And at that point, we actually got to where the error was. “I think he just disconnected

it at the top.” “Oh at the top.” “He just did.” “That’s interesting, because

I think that’s where the break is, just looking at this.” “Oh hold it, woo!”

Due to strain on the cable, part of the pin actually just pulled back. Things strain and

contract when things get cold. And so that caused this little gap to appear. We would

not have been able to take good data with that. We've recently crossed the threshold

where we are now sensitive enough to the types of interactions that theorists predict for

axions. Kind of the exciting thing is any day, you could just hit it and it’s there

and it’ll be obvious and clear. My dream is that I get a call or I'm looking at the

data. Like that little peek there. Let's zoom in on that, let’s take a little bit more

data on that. That peak is staying there. Let's move that magnet down. But so far...

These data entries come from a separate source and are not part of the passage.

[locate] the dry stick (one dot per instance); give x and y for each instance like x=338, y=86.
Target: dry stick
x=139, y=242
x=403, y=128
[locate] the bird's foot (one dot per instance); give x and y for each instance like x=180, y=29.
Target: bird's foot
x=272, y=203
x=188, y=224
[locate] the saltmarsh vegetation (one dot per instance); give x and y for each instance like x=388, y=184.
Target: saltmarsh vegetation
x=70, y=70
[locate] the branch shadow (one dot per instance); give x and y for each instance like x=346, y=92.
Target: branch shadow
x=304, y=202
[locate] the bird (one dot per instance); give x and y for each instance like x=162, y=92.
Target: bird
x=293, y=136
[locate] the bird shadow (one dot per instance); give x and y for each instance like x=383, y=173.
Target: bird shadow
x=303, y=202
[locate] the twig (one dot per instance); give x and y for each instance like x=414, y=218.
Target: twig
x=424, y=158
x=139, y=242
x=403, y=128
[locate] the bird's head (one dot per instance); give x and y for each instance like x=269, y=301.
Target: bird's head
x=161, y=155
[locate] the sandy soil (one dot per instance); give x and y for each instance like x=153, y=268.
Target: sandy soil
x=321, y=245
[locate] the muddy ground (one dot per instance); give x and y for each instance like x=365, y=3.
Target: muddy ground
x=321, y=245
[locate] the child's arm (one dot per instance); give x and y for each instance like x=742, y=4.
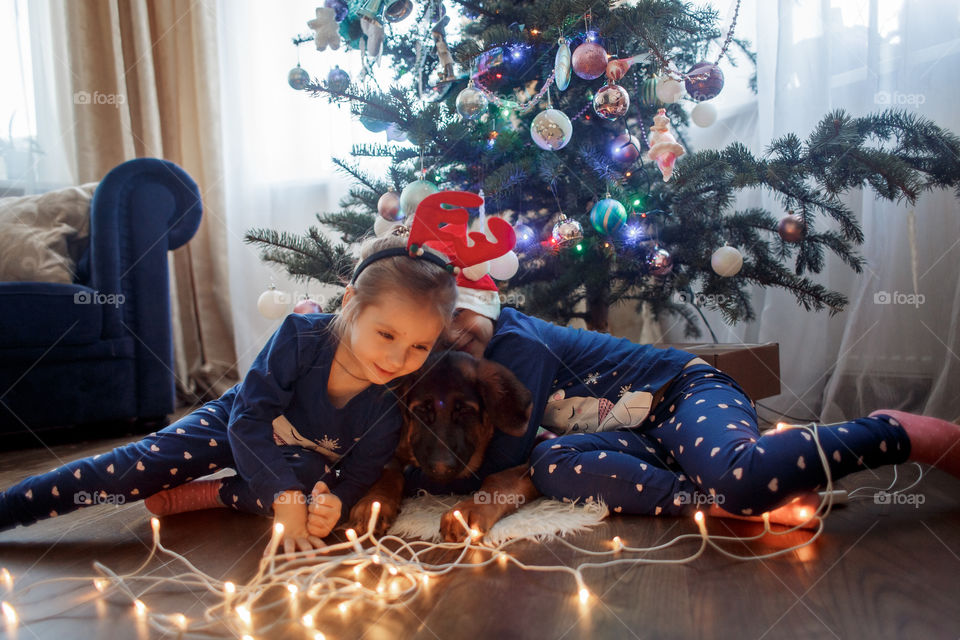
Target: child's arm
x=265, y=393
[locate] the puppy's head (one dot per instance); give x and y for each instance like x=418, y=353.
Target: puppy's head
x=451, y=408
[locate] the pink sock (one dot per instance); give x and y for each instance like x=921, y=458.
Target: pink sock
x=192, y=496
x=932, y=440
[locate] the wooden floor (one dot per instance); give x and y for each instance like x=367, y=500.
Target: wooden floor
x=879, y=571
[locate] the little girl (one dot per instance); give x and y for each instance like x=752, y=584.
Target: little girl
x=659, y=431
x=313, y=414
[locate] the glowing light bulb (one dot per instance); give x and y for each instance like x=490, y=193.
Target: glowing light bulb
x=9, y=613
x=243, y=613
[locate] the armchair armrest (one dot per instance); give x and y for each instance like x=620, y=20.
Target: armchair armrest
x=142, y=209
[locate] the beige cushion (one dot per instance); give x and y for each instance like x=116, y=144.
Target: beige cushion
x=43, y=236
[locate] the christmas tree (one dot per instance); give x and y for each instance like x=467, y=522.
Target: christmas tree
x=582, y=163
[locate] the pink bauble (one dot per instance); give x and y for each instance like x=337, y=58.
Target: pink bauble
x=307, y=306
x=589, y=61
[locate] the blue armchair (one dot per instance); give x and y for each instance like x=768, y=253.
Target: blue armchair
x=101, y=349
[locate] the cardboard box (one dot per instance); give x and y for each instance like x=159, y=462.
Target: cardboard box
x=755, y=367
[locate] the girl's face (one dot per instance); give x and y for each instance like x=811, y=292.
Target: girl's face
x=389, y=339
x=470, y=332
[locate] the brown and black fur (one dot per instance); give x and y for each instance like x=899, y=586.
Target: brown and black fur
x=451, y=408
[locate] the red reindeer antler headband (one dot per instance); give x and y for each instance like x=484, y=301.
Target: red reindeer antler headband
x=445, y=229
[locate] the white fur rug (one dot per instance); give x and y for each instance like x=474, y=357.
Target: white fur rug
x=541, y=519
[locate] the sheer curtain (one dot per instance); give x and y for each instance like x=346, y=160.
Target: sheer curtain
x=279, y=144
x=897, y=343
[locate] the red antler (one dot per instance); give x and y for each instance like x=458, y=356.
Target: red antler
x=447, y=229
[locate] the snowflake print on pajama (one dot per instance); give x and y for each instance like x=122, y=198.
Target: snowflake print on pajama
x=194, y=446
x=701, y=443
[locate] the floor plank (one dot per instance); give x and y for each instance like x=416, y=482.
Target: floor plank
x=878, y=571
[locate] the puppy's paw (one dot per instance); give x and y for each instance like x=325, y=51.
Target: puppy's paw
x=479, y=517
x=360, y=516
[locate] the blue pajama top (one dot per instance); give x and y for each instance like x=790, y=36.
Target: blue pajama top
x=289, y=379
x=564, y=367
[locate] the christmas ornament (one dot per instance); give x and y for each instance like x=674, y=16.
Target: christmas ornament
x=397, y=10
x=504, y=267
x=340, y=9
x=338, y=79
x=471, y=103
x=382, y=226
x=668, y=90
x=372, y=29
x=307, y=306
x=704, y=81
x=611, y=101
x=660, y=261
x=608, y=215
x=325, y=29
x=566, y=230
x=551, y=129
x=726, y=261
x=589, y=60
x=476, y=271
x=413, y=194
x=625, y=149
x=704, y=114
x=664, y=149
x=273, y=303
x=791, y=228
x=298, y=77
x=561, y=65
x=648, y=92
x=388, y=206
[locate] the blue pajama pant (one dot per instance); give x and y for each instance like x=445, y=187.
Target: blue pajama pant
x=194, y=446
x=700, y=445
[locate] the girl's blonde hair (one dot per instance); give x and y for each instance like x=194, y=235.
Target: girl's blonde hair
x=425, y=282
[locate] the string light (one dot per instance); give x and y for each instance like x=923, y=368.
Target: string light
x=324, y=583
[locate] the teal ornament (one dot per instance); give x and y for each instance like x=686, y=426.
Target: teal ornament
x=413, y=194
x=561, y=66
x=298, y=78
x=338, y=79
x=607, y=216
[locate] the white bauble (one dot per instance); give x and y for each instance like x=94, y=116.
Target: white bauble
x=273, y=303
x=704, y=114
x=504, y=267
x=669, y=90
x=726, y=261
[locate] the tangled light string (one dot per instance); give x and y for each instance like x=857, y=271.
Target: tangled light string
x=389, y=571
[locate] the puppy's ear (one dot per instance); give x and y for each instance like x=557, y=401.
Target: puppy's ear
x=506, y=401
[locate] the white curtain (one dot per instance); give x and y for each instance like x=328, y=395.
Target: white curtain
x=279, y=145
x=894, y=346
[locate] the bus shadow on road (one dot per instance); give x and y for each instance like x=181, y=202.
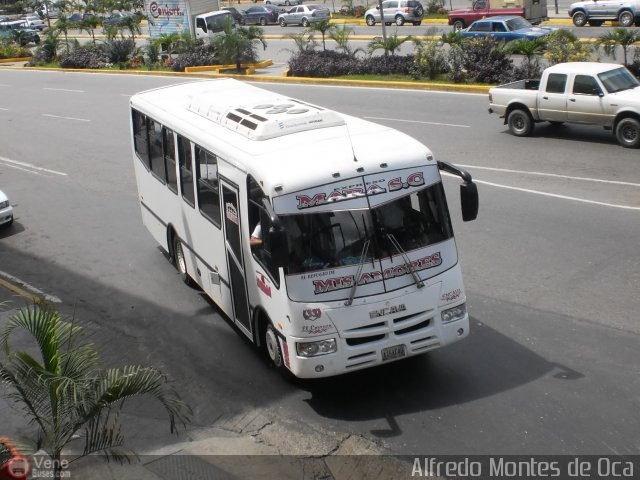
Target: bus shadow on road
x=485, y=364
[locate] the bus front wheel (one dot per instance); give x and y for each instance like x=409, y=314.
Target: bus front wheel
x=273, y=346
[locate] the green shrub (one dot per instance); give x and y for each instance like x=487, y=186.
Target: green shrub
x=86, y=56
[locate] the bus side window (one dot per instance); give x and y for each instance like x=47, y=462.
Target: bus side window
x=186, y=170
x=155, y=151
x=141, y=137
x=169, y=148
x=207, y=184
x=257, y=214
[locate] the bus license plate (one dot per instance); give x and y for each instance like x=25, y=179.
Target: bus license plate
x=391, y=353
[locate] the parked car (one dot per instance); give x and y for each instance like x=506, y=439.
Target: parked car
x=262, y=14
x=505, y=28
x=625, y=12
x=589, y=93
x=396, y=11
x=19, y=31
x=34, y=21
x=238, y=17
x=6, y=210
x=304, y=15
x=118, y=18
x=283, y=2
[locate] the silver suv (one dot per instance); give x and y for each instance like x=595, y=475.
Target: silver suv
x=396, y=11
x=596, y=12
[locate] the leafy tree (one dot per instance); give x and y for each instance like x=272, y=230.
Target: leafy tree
x=323, y=27
x=239, y=45
x=389, y=45
x=66, y=396
x=619, y=36
x=48, y=49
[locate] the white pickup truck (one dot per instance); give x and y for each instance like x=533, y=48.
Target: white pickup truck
x=577, y=92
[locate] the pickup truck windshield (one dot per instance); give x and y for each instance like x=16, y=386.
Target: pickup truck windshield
x=618, y=80
x=331, y=239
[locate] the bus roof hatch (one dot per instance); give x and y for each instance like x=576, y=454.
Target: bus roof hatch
x=261, y=121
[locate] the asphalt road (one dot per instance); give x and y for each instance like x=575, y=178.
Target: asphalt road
x=551, y=268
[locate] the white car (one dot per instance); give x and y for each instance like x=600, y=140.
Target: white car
x=35, y=22
x=304, y=15
x=283, y=2
x=6, y=210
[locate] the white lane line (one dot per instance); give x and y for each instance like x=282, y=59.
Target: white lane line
x=569, y=177
x=555, y=195
x=30, y=288
x=27, y=167
x=65, y=118
x=418, y=121
x=63, y=90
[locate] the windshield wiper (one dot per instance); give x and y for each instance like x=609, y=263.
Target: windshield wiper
x=352, y=293
x=405, y=257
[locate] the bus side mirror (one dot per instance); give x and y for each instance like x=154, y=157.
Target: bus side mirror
x=279, y=247
x=469, y=201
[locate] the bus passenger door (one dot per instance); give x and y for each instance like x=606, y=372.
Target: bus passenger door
x=235, y=261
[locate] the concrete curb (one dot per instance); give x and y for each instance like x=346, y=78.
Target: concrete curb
x=211, y=72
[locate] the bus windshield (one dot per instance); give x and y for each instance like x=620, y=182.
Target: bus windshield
x=325, y=240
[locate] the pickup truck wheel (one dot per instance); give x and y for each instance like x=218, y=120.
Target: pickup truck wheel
x=628, y=133
x=625, y=19
x=520, y=123
x=579, y=19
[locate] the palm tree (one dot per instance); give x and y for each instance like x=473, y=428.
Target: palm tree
x=340, y=35
x=238, y=45
x=66, y=396
x=323, y=27
x=531, y=49
x=389, y=45
x=305, y=43
x=63, y=25
x=621, y=36
x=166, y=41
x=132, y=23
x=89, y=24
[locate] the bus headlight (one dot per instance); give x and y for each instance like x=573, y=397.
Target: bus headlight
x=314, y=349
x=455, y=313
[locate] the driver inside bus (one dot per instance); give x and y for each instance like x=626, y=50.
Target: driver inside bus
x=256, y=237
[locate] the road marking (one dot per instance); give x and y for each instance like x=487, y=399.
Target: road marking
x=66, y=118
x=25, y=290
x=555, y=195
x=418, y=121
x=27, y=167
x=569, y=177
x=63, y=90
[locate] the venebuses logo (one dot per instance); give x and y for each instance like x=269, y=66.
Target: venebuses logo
x=157, y=11
x=12, y=464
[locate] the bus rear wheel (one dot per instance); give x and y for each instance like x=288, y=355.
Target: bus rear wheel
x=180, y=261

By and large, it has been white noise. The axion parameter space um, is quite wide and

unexplored. So with this experiment, we’re going to move eventually into a multi-cavity

system, and that’s to get to higher frequencies. If we were to explore the entire possible

range, if there is no axion out there, then we need some new ideas. A no result actually

goes and pulls the floor out of other areas of physics that are very interesting. Dark

matter is a difficult problem. You have to be motivated by this mystery. To push the

envelope, to actually discover things, you're going to have to do that cutting edge work.

You have to be able to fail. Even if it's a complete failure of the experiment, you

don't find anything, that's not actually a failure. You’re exploring the boundaries.